We have installed a high accuracy GNSS receiver into a wave glider and used that to determine sea levels in the Southern Ocean. We also designed a sensor guard to protect a very delicate and expensive Rockland turbidity probe that had been integrated into a Slocum glider. The design had to protect the sensors but also to minimise disruption to the water being measured. We are also currently working on integrating the NOC wet chemical sensors for nitrate and phosphate into the Slocum glider.
Tide Gauge Technologies
The NOC is a world leader in undertaking sea level measurements and at the heart of this lies the experience of our engineers to design bespoke installations to suit each site.
We have a long history of installing and maintaining tide gauge networks in the UK and overseas. We have designed, built and installed the UK National Tide Gauge Network, consisting of 44 sites and were responsible for the running and maintenance of it up until 2016. The network is now owned the by the Environment Agency.

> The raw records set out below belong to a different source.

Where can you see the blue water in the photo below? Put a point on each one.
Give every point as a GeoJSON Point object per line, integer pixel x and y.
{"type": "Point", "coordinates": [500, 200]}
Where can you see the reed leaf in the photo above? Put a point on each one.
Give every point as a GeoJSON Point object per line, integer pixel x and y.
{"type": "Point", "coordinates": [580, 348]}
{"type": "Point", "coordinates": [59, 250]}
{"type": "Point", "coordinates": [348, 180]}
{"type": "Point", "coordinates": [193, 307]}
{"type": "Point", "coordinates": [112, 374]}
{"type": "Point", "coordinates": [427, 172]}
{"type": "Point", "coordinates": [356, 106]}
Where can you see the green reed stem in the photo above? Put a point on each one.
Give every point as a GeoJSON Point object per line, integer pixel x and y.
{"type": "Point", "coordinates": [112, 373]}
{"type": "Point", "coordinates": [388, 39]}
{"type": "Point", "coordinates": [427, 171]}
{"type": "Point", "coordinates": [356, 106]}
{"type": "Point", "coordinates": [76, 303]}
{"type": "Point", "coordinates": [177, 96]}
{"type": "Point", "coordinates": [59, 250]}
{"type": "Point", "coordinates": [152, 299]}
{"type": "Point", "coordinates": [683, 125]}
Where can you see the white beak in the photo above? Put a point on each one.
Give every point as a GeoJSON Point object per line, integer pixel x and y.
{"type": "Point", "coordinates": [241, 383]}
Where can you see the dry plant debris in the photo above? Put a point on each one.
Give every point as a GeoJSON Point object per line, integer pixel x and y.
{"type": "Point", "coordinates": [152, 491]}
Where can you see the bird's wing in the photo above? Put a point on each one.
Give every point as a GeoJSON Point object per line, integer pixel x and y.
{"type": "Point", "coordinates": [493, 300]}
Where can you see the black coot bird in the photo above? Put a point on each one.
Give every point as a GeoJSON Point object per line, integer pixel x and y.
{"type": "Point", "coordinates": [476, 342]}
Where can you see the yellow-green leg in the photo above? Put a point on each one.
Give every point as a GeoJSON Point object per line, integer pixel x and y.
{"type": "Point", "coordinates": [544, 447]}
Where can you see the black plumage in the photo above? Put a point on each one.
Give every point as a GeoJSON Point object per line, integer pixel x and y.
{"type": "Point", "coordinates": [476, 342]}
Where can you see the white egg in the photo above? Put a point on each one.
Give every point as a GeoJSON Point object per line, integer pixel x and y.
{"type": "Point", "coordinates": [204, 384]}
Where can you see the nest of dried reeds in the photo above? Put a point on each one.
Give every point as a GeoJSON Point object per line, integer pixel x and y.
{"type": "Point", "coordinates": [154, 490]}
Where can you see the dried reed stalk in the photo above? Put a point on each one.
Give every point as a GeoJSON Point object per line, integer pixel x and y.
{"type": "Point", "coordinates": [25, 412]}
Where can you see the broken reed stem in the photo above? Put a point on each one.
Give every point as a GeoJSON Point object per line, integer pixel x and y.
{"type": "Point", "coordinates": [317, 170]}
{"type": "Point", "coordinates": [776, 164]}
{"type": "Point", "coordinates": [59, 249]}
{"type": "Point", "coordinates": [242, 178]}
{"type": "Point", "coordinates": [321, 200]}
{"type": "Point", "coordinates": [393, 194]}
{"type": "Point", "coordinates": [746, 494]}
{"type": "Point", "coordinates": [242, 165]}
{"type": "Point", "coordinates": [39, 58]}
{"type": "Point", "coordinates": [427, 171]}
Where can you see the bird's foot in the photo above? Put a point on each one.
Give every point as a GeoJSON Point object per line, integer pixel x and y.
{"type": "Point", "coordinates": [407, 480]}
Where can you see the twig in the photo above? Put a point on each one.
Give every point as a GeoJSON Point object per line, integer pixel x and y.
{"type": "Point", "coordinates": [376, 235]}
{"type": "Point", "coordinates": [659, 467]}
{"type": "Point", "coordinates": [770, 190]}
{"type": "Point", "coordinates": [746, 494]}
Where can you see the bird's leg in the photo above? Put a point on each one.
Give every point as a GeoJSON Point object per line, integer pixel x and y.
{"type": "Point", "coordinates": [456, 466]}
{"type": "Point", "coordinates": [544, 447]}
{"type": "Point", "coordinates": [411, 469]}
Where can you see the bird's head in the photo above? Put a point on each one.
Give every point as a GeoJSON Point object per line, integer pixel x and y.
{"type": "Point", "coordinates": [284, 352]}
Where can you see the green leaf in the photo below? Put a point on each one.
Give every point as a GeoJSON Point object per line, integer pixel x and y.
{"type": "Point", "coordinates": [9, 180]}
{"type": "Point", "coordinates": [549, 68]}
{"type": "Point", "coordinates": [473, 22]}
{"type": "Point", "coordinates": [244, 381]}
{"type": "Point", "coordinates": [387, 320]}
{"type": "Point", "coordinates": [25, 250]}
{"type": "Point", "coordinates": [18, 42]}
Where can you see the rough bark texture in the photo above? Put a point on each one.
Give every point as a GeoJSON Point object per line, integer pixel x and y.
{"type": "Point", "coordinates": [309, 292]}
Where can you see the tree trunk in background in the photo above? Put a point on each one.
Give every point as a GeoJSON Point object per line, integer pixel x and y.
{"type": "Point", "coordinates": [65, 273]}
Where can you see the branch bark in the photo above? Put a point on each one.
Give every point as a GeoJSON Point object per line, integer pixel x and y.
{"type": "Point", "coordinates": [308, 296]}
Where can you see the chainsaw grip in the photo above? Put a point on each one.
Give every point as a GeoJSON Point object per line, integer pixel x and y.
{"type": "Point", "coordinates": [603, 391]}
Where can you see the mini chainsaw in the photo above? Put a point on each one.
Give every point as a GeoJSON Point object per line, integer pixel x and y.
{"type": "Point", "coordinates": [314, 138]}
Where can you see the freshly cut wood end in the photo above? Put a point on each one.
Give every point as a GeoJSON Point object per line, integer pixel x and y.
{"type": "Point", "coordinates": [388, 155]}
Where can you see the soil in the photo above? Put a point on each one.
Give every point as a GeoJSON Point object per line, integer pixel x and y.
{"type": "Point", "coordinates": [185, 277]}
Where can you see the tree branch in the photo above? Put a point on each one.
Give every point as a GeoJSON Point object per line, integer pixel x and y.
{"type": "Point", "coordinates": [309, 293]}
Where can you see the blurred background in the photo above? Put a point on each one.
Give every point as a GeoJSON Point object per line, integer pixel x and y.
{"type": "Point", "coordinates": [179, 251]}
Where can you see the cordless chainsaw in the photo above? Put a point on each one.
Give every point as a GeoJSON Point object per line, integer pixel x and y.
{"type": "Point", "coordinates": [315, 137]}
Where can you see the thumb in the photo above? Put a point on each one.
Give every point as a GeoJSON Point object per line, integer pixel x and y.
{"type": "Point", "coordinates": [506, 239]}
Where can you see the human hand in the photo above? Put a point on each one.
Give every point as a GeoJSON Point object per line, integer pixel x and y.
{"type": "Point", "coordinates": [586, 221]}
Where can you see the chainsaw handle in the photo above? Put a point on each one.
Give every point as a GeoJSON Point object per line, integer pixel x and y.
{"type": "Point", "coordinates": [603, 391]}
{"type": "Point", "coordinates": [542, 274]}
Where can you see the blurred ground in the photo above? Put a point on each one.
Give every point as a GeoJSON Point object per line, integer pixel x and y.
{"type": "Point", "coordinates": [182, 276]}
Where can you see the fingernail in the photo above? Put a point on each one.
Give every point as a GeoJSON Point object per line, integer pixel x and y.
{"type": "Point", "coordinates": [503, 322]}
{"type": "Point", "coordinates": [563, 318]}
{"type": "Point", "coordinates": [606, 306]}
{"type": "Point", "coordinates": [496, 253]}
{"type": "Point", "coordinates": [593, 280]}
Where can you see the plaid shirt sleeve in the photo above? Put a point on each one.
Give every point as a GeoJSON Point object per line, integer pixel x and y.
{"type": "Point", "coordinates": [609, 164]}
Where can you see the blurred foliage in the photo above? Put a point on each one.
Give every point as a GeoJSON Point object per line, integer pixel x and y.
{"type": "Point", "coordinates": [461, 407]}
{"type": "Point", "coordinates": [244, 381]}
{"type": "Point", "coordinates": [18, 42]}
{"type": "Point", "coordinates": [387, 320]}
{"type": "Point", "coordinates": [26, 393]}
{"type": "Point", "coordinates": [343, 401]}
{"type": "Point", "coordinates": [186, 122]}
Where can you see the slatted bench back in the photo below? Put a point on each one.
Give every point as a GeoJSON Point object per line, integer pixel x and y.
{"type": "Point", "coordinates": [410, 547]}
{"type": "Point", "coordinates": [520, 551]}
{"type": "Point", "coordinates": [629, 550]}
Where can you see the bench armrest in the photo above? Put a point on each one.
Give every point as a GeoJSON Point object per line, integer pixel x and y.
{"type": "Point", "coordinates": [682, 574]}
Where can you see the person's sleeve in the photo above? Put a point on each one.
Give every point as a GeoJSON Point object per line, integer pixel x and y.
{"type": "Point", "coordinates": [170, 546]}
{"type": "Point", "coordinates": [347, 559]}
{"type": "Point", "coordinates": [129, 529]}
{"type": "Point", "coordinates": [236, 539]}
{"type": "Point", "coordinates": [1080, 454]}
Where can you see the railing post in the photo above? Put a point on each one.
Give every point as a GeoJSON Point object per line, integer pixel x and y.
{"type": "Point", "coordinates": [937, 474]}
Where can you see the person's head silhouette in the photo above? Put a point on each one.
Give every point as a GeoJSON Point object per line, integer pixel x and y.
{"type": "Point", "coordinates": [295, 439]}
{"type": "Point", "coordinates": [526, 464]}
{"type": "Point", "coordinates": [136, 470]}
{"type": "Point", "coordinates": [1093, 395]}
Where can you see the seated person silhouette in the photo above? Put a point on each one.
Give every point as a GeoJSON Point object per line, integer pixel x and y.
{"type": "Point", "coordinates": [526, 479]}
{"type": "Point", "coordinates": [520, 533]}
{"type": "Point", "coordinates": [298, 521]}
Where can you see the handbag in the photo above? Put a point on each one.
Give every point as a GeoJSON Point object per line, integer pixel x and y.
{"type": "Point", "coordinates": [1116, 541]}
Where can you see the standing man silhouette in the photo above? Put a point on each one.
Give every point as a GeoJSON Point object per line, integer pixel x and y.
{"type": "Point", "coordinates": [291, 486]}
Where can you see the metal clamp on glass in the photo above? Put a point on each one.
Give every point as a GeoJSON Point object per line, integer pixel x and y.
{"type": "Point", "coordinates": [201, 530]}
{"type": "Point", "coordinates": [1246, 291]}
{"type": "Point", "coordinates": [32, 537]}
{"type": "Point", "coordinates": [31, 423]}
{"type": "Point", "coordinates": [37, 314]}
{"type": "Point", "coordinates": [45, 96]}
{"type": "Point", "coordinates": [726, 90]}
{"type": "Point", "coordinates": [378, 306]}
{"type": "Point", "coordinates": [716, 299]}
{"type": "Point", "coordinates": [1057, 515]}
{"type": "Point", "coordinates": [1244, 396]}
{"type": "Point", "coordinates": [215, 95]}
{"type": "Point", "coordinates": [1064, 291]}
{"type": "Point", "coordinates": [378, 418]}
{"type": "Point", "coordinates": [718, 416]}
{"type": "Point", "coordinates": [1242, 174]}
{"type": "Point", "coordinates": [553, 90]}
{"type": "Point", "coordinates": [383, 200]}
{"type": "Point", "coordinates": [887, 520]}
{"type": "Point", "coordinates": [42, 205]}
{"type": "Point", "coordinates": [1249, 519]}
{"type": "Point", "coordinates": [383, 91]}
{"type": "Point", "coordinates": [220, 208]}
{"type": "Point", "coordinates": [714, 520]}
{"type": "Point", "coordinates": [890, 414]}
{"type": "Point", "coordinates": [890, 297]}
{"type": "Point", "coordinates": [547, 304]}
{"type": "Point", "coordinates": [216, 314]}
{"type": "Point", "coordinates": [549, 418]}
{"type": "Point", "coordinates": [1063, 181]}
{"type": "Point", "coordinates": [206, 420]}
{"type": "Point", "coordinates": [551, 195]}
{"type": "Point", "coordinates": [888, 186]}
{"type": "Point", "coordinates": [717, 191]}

Since the 1980s, the NOC has developed the South Atlantic Tide Gauge Network (SATGN), providing vital observations from an under-sampled ocean region and a test bed for technology development for remote and hostile regions.
This Southern Ocean network has enabled us to develop new and novel technologies to address a wide range of issues, such as deploying and maintaining underwater equipment, recording surface measurements in Polar Regions, operating with limited power resources, telemetry issues etc.
This has now allowed us to develop a suite of high quality, technological solutions that can be used for high accuracy sea level tide gauge installations, for deployment in remote, harsh and difficult to reach environments.
These technology achievements have allowed us to collaborate in programs such as the Commonwealth Marines Economies (CME) programme, funded by UK Government. This program is part of a ~£23 million package of measurements to help Small Island and Developing States (SIDS), to develop their marine economies programme and foster their science capability. We have been able to contribute to this using our tide gauge expertise, to design and develop sea-level monitoring instrumentation in areas such as the Caribbean, which includes St Lucia, Belize and Dominica.
These gauges have been designed to be robust with low manufacturing and maintenance cost, but are able to provide a high quality technological solution with minimal running costs. As this area is also prone to seismic activity and hurricane type events, high frequency sampling is also needed to expedite the identification of tsunami and storm type events, which can then be dissemination as warnings around the region.
Landers and seabed monitoring
A lander is a frame that is equipped with a suite of sensors or instruments and is lowered or free-falls to the seabed to collect measurements. The NOC has a range of landers and frames for use in a variety of locations, from the deep ocean, through to coastal and intertidal regions. We are experts in lander operations with over forty years’ experience in designing, deploying and recovering landers. We offer standard and bespoke lander design services.
MYRTLE-X
MYRTLE-X is a sea-bed lander capable of operating in water depths up to 6000m. It is a long term ocean observatory platform suitable for use with a wide range of sensors and capable of transmitting data back from the deployment site, periodically without needing to recover the measuring platform.
Data are recorded onto a central logger which then distributes duplicate data into data capsules. Up to twelve capsules can be fitted and they can be released on-demand or via pre-determined intervals. Once on the surface, the data capsule can be recovered or it can begin transmitting data back to the lab, along with the current position. MYRTLE-X also has the capability of transferring data from the logger to nearby gliders or vessels, thus recovering data with releasing a capsule. If data is being transferred to/from a nearby surface buoy, mission control parameters can be changed remotely in order to respond to a forecasted event.